Speeding up T5 inference 🚀

valhalla · November 1, 2020, 4:26pm

seq2seq decoding is inherently slow and using onnx is one obvious solution to speed it up. The onnxt5 package already provides one way to use onnx for t5.

But if we export the complete T5 model to onnx, then we can’t use the past_key_values for decoding since for the first decoding step past_key_values will be None and onnx doesn’t accept None input. Without past_key_values onnx won’t give any speed-up over torch for beam search.

One other solution is to export the encoder and lm_head to onnx and keep the decoder in torch, this way the decoder can use the past_key_values.

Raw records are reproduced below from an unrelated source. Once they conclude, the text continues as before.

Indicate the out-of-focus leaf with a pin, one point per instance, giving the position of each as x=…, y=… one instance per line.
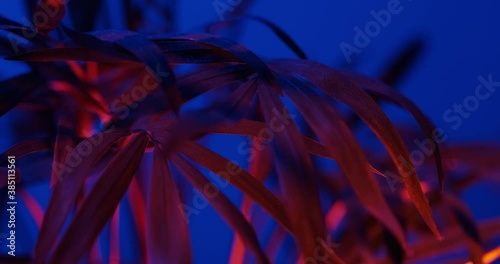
x=380, y=89
x=34, y=208
x=101, y=202
x=14, y=90
x=62, y=200
x=238, y=177
x=84, y=14
x=341, y=143
x=223, y=205
x=401, y=64
x=225, y=46
x=296, y=175
x=139, y=213
x=168, y=232
x=51, y=12
x=346, y=91
x=65, y=143
x=24, y=148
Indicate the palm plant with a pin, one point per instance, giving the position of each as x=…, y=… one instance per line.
x=122, y=117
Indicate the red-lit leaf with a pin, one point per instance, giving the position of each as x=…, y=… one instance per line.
x=238, y=177
x=223, y=205
x=73, y=174
x=100, y=204
x=167, y=232
x=48, y=14
x=341, y=88
x=344, y=148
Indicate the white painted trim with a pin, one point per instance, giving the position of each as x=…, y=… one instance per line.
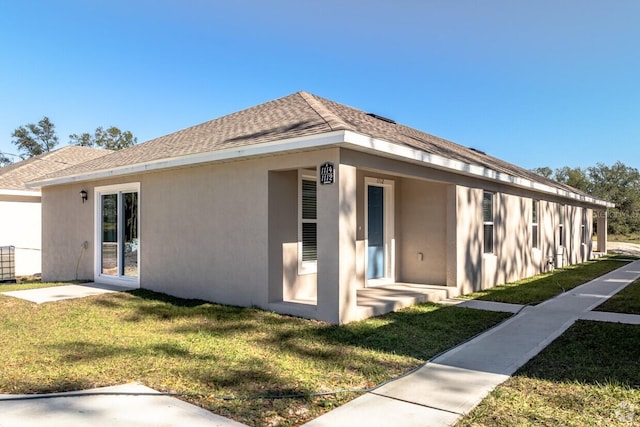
x=389, y=230
x=22, y=193
x=407, y=153
x=344, y=138
x=130, y=282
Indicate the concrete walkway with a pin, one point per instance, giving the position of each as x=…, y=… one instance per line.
x=448, y=387
x=437, y=394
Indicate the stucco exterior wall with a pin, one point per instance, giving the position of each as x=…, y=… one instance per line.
x=20, y=220
x=422, y=210
x=203, y=230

I’ve written a proof-of-concept script which does exactly this and also makes it compatible with the generate method

gist.github.com

https://gist.github.com/patil-suraj/09244978af5f7598dd30fb9b4f54fe29

onnx_t5.py

import inspect
import logging
import os
from pathlib import Path

import torch
from psutil import cpu_count
from transformers import T5Config, T5ForConditionalGeneration, T5Tokenizer
from transformers.generation_utils import GenerationMixin
from transformers.modeling_outputs import BaseModelOutputWithPast, Seq2SeqLMOutput

This file has been truncated. show original

requirements.txt

--find-links https://download.pytorch.org/whl/torch_stable.html
torch==1.6.0+cpu
transformers>=3.1.0
onnxruntime>=1.4.0
onnxruntime-tools>=1.4.2
psutil

With this you can

enc = tokenizer("translate English to French: This is cool!", return_tensors="pt")
onnx_model = OnnxT5(model_name_or_path="t5-small", onnx_path="onnx_models")
tokens = onnx_model.generate(**enc, num_beams=2, use_cache=True) # same HF's generate method
tokenizer.batch_decode(tokens)

In my experiments this gave ~1.4-1.6x speed-up with beam search.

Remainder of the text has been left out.